I'm running a Java application on Solaris using the -Xmx256M switch. When I connect via JMX, the JVM tells me the application is using about 50Mb of heap, and correctly states the maximum heap size is around 250Mb.
However, Solaris is telling me a very different story. When running pmap, for example, I get:
~ > pmap -S 10124 | grep heap
0002C000 3920 3920 rwx-- [ heap ]
00400000 815104 815104 rwx-- [ heap ]
Showing an incredible 800Mb of memory being used for heap space.
ps confirms the memory usage:
ps -eo vsz,rss,pid,args | sort -n
939368 925576 10124 /apps/../java -Xmx256M xxxx
I've read https://plumbr.eu/blog/why-does-my-java-process-consume-more-memory-than-xmx, but the article describes JVM using memory other than heap (i.e. stack, native libraries and threads) - but in my case, the JVM is actually using much more heap than specified.
My java version is:
java version "1.6.0_31"
Java(TM) SE Runtime Environment (build 1.6.0_31-b04)

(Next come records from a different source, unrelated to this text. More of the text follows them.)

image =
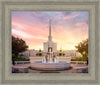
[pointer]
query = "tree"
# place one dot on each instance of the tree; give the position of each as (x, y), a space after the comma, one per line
(18, 45)
(82, 47)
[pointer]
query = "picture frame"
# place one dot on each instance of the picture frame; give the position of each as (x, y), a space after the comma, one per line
(7, 6)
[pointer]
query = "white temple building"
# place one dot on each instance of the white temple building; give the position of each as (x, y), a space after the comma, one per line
(50, 44)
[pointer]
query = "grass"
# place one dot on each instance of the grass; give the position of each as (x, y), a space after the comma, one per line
(20, 59)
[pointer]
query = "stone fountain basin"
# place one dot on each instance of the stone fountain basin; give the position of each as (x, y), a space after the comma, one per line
(50, 66)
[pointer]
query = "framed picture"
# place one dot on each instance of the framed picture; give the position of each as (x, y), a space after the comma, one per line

Java HotSpot(TM) Server VM (build 20.6-b01, mixed mode)
To add to the mystery, I have other Java applications running on the same box, using the same JVM with the same settings, that behave perfectly fine. What makes this application "special" is that it connects to an external third party application (RET LBN, if that helps). It does not run any JNI or native code - so why is the third party library not respecting the JVM's startup parameters?
I'm at my wits end - any help or pointers will be greatly appreciated.